Fig. 8 — The biological perfermance of ciprofloxacin loaded RLCH: (a) the standard release curve of ciprofloxacin, (b) the release kinetics of ciprofloxacin from UV-CS hydrogel after a regular interval of time at 37 °C, (c) metabolic activities of the hBMSCs incubated on the ciprofloxacin loaded RLCH with the concentration of 25 μg/mL, (d) bacteriostatic ring images of the ciprofloxacin loaded RLCH with different concentrations for *S. aureus*, and (e) bacteriostatic ring images of the ciprofloxacin loaded RLCH with different concentrations for *E. Coli*.

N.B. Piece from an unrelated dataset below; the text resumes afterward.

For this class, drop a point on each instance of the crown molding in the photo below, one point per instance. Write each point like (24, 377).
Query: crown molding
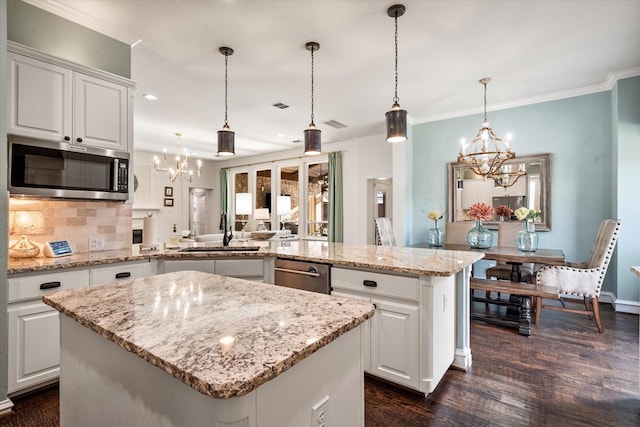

To quantitatively evaluate the antibacterial performance of the material, minimum inhibitory concentration (MIC) of the ciprofloxacin and the UV-CS containing ciprofloxacin are measured by macro-broth dilution method (Table 2). Clearly, the E. Coli is intensitive to ciprofloxacin, exhibiting a low MIC of 0.01–∼0.1 μg/mL. In terms of the S. aureus, the MIC of ciprofloxacin is 0.1–∼1 μg/mL, which is higher than that of E. Coli. It should be noticed that the MIC of ciprofloxacin loaded on RLCH becomes smaller for both E. Coli and S. aureus than that of the pure ciprofloxacin, which is attributed to the synergistic antibacterial effects of m-CS and ciprofloxacin. In detail, as the carrier of ciprofloxacin, chitosan hydrogel significantly slows down the release performance for the drug, reducing the number of drug administration. Secondly, the loaded drug on Ti surface improves the utilization of ciprofloxacin in chitosan hydrogel, which can obtain a higher concentration than MIC in local area due to the existence of concentration gradient. Meanwhile, the adsorbed mCS changes the permeability of bacterial cell membrane [38], which disturbs the normal physiological activities of bacteria but does not affect the entry of ciprofloxacin. Thus, a relatively high concertation of ciprofloxacin is expected inside the bacteria, which can act on the subunit of DNA helicase [43]. The sufficient ciprofloxacin inhibits DNA synthesis and replication, leading to the death of bacterial. Therefore, the synergistic effect of ciprofloxacin and modified chitosan allows the ciprofloxacin loaded RLCH to effectively sterilize the growth of both S. aureus and E. coli with low loadings.

Table 2.

Minimum inhibitory concentration (MIC) of the antibacterial agents loaded on the samples.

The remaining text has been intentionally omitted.